Labels: freesynd, open source

10 Comments:
Hints at OPL format?
AdLib sound player library
Creative Music File
GSI: General sound interface
Bit late, but congrats on the latest release -- this project's looking really good already.
Just come across this page. Reguarding the Amiga, there was no MIDI support in hardware. Also, in the Amiga version the music is stored as plain MOD files (compressed with RNC). There is plenty of open source MOD player code around and MOD 2 MIDI convertors.
Alternative to rewriting: get the source of DosBox, create a binder program that puts
DosBox and an in-memory filing system into one executable, and preload the filing
system with the executable and associated data files. (It doesn't need to be a real
filing system, it only needs to be visible to the application under dosbox - so you could
write it as part of the dosbox code).
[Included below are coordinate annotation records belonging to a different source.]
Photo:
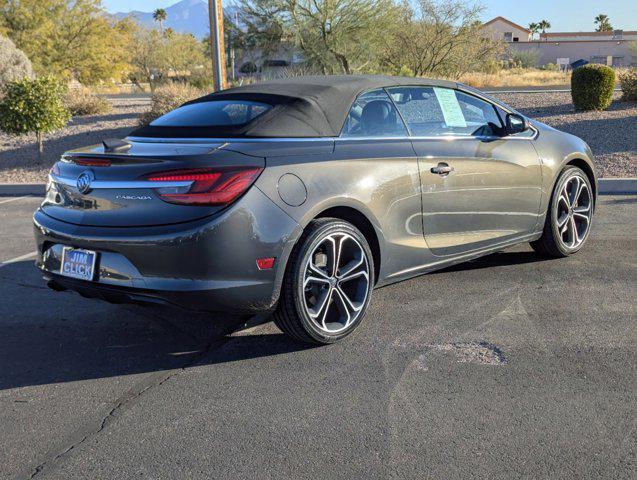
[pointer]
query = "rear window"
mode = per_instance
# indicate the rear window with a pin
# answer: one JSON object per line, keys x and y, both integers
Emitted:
{"x": 218, "y": 113}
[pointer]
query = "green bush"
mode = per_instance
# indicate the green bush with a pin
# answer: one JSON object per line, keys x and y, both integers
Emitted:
{"x": 33, "y": 106}
{"x": 81, "y": 101}
{"x": 628, "y": 82}
{"x": 168, "y": 97}
{"x": 592, "y": 87}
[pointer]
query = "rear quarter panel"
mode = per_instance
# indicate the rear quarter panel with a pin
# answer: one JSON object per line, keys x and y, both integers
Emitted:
{"x": 379, "y": 179}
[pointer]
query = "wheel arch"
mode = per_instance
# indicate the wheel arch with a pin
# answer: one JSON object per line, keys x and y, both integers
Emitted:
{"x": 587, "y": 169}
{"x": 362, "y": 223}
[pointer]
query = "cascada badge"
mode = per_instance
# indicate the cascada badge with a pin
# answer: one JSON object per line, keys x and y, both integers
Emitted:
{"x": 84, "y": 181}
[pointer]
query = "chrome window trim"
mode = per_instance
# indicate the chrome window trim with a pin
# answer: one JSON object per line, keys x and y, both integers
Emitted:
{"x": 119, "y": 184}
{"x": 205, "y": 141}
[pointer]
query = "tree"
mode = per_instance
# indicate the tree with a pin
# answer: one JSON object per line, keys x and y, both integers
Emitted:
{"x": 155, "y": 56}
{"x": 603, "y": 23}
{"x": 14, "y": 64}
{"x": 261, "y": 32}
{"x": 69, "y": 38}
{"x": 440, "y": 38}
{"x": 160, "y": 17}
{"x": 335, "y": 36}
{"x": 33, "y": 106}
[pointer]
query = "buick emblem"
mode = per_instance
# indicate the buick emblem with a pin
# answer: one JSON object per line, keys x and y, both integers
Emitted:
{"x": 84, "y": 181}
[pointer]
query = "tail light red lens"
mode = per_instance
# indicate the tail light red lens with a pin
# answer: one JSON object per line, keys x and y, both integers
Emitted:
{"x": 92, "y": 162}
{"x": 209, "y": 186}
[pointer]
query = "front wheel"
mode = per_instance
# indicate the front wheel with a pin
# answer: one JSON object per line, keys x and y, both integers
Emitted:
{"x": 568, "y": 220}
{"x": 328, "y": 283}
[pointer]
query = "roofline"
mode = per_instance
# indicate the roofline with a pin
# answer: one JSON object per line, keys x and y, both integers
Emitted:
{"x": 587, "y": 34}
{"x": 506, "y": 20}
{"x": 550, "y": 42}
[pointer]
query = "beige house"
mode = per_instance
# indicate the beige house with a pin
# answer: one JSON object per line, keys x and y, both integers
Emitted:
{"x": 505, "y": 30}
{"x": 564, "y": 48}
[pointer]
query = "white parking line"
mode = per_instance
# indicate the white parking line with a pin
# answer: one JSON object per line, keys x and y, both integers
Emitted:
{"x": 11, "y": 200}
{"x": 18, "y": 259}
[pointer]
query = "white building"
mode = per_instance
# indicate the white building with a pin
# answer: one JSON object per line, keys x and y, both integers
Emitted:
{"x": 609, "y": 48}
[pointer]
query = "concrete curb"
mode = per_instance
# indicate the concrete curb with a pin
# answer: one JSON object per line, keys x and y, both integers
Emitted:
{"x": 22, "y": 189}
{"x": 618, "y": 186}
{"x": 607, "y": 186}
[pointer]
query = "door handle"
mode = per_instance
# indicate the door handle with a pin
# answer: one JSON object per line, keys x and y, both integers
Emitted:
{"x": 442, "y": 169}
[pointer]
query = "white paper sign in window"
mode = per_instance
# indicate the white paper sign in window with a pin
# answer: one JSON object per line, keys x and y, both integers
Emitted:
{"x": 450, "y": 107}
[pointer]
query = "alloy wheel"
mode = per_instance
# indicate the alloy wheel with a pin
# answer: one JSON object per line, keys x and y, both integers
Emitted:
{"x": 336, "y": 283}
{"x": 574, "y": 212}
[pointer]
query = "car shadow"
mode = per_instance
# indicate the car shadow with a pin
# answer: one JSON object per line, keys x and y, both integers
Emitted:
{"x": 51, "y": 337}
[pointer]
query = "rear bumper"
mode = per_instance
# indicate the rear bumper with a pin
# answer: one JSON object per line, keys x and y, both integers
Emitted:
{"x": 205, "y": 265}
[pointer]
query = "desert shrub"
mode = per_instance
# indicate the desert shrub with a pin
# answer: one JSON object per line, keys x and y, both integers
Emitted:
{"x": 81, "y": 101}
{"x": 592, "y": 87}
{"x": 33, "y": 106}
{"x": 14, "y": 64}
{"x": 628, "y": 82}
{"x": 167, "y": 97}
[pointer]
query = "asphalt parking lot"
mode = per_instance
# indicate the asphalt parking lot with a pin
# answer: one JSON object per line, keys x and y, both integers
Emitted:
{"x": 510, "y": 366}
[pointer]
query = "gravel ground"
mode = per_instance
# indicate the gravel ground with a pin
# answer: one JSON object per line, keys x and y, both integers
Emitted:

Then at the end of the day you have a winxp/linux
executable with no mess to install or clean up afterwards, and a lot less work that reimplementing the complete program!
This post has been removed by the author.
Hope to see more from FreeSynd, been following it for awhile and both games are excellent. :)
"Alternative to rewriting: get the source of DosBox, create a binder program that puts
DosBox and an in-memory filing system into one executable, and preload the filing
system with the executable and associated data files. (It doesn't need to be a real
filing system, it only needs to be visible to the application under dosbox - so you could
write it as part of the dosbox code). Then at the end of the day you have a winxp/linux
executable with no mess to install or clean up afterwards, and a lot less work that reimplementing the complete program!"
You also learn a lot less in the process, DosBox releases sometimes break compatibility from release to release and it would be more stable to have the game re-interpreted, plus the possibilities for modding...
Also, which version came first... Amiga or DOS? Was just wondering because I always found it odd how people would call games, 'amiga' or 'dos' classics when they aren't exclusive to those systsems.
Hi just discovered this page while looking for music from the original game.
How do I run this on mac osx? What do i need
thanks
Hello guys,
I just came to this page while searching things about XMIDI. Really great all the work you've been done. I remember playing a lot this game when it came out.
Well, I'm doing also a reverse of the game Little Big Adventure (prequengine at sf.net) and I'm also with the xmidi problem. Can't someone help me get this to work?! I'll appreciate.